990805


日本再生・アジア新生

マハティール・ビン・モハマッド著


 アジア経済危機の原因と今後の方向をめぐって国益をかけた論戦が行われている。つまるところ、米国流の「自由市場主義は正しいのか」をめぐる論戦であると思う。マハティール首相は経済危機以降「自由市場主義」と断固として闘ってきた。彼の経験や現在の立場を説明している本書は、三つの点で参考になる。

 第一は、アジア経済危機についての見解である。著者は「アジアの基本的な価値観が、アジア経済危機の原因とは直接関係がないことは言うまでもない…価値観の中で悪いと証明されたものがあるとすれば、それは西欧が生み出したグローバル金融システムに内包された、純粋に利益志向型で、過剰な物質的な価値観そのものにほかならない」と「自由市場主義」を真っ向から批判する。

 第二は、先進国の経済侵略に対する認識である。「(多国籍企業が、コストの一番低いところで生産する結果、貧しい国が豊かになる。このようなシナリオを信じていたが)過去を振り返ってみると、私の世界観はあまりにも理想を追いすぎたようだ…富める者が貧乏人を搾取する権利を容認するような価値観と、それを可能にする手段と方法を兼ね備えたシステムが世界中を牛耳っているからである」と述べている。九八年・労働党旗開きで発した「アジアの指導者は経済危機から何を学ぶんだろうか」という問いかけに対する明快な答えである。

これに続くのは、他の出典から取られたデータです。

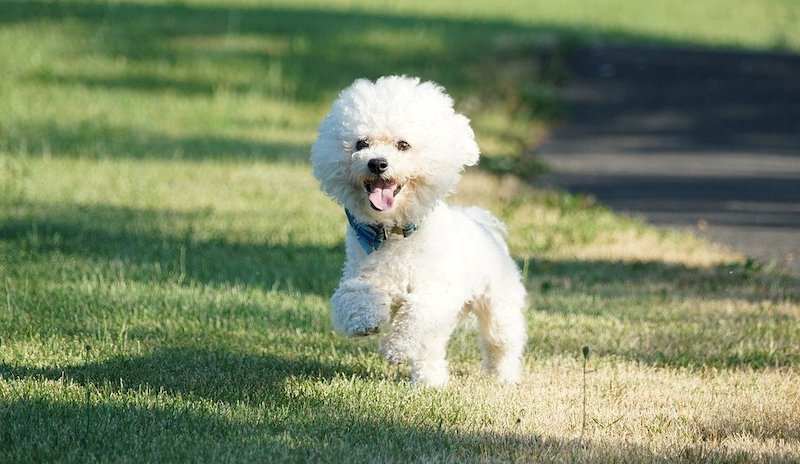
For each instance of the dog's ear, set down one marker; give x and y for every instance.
(464, 141)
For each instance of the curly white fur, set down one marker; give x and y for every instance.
(415, 289)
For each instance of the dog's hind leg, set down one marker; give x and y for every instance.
(502, 329)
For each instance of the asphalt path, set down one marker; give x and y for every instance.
(708, 140)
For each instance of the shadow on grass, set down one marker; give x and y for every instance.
(133, 239)
(748, 281)
(106, 141)
(291, 55)
(180, 404)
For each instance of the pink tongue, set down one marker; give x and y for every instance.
(382, 195)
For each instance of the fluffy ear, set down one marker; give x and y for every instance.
(464, 140)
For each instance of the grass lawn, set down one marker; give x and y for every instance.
(166, 258)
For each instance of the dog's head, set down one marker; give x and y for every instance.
(389, 150)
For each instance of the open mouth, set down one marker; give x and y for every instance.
(382, 192)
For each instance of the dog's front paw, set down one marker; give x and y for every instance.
(366, 323)
(396, 349)
(358, 310)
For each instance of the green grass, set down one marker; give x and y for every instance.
(166, 258)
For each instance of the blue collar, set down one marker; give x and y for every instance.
(371, 237)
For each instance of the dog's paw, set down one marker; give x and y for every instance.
(363, 330)
(395, 349)
(359, 311)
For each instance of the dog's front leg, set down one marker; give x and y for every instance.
(419, 333)
(358, 308)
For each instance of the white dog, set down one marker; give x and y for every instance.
(389, 152)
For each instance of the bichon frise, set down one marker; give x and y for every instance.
(389, 152)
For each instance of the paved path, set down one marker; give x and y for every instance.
(685, 138)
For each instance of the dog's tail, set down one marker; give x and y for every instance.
(490, 223)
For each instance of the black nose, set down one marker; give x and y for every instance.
(377, 165)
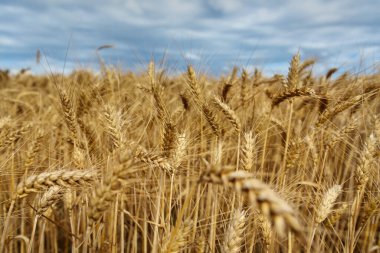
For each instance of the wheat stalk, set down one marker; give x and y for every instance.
(63, 178)
(260, 194)
(235, 232)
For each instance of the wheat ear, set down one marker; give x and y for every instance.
(235, 231)
(260, 194)
(63, 178)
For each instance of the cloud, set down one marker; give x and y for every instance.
(220, 33)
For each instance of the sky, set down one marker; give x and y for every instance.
(212, 35)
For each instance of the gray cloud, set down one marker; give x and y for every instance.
(220, 33)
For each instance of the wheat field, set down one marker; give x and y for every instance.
(151, 162)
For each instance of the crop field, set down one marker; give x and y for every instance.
(114, 161)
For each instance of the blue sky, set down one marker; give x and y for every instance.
(213, 35)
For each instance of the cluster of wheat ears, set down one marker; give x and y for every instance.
(151, 162)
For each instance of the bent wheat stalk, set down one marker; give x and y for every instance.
(260, 194)
(64, 178)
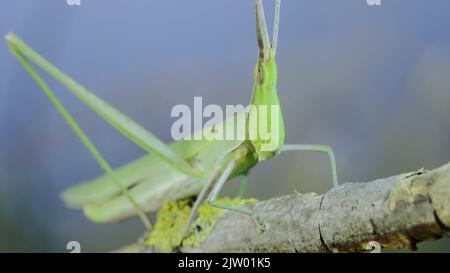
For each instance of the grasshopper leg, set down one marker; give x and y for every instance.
(243, 186)
(218, 187)
(320, 149)
(80, 133)
(200, 198)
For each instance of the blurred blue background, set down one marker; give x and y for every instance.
(372, 82)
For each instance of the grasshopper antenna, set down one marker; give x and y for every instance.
(276, 25)
(262, 35)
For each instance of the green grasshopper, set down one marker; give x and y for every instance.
(182, 168)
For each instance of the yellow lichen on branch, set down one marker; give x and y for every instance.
(167, 234)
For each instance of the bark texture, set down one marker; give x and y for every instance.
(396, 212)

 第三に、日本に対する期待と批判を述べた部分である。「日本は国際舞台でアジアに関係する諸問題を取り上げて、アジアにとって良い手本となるべきだ」「日本はまだ本当にアジアの一員なのかどうかを決めかねているように思える…日本政府は、日本は西欧の一員か、もしくは西欧ともっと密接に連携すべきだと考えているようだ」「日本の政治指導者や企業のリーダーにとっての最大の課題は、日本国民の目を、他のアジア諸国との親密な協力関係に基づいた、未来に向けさせることである」

 「アジア諸国と広く友好を取り戻す。ついには尊敬を受ける、力強く頼られる、そういう道を歩くべきだ」という党の主張(九九年議長新春インタビュー)はアジアの指導者が経済危機の経験を通じて得た結論でもある。一読を。 (H)

たちばな出版 定価1600円(税別)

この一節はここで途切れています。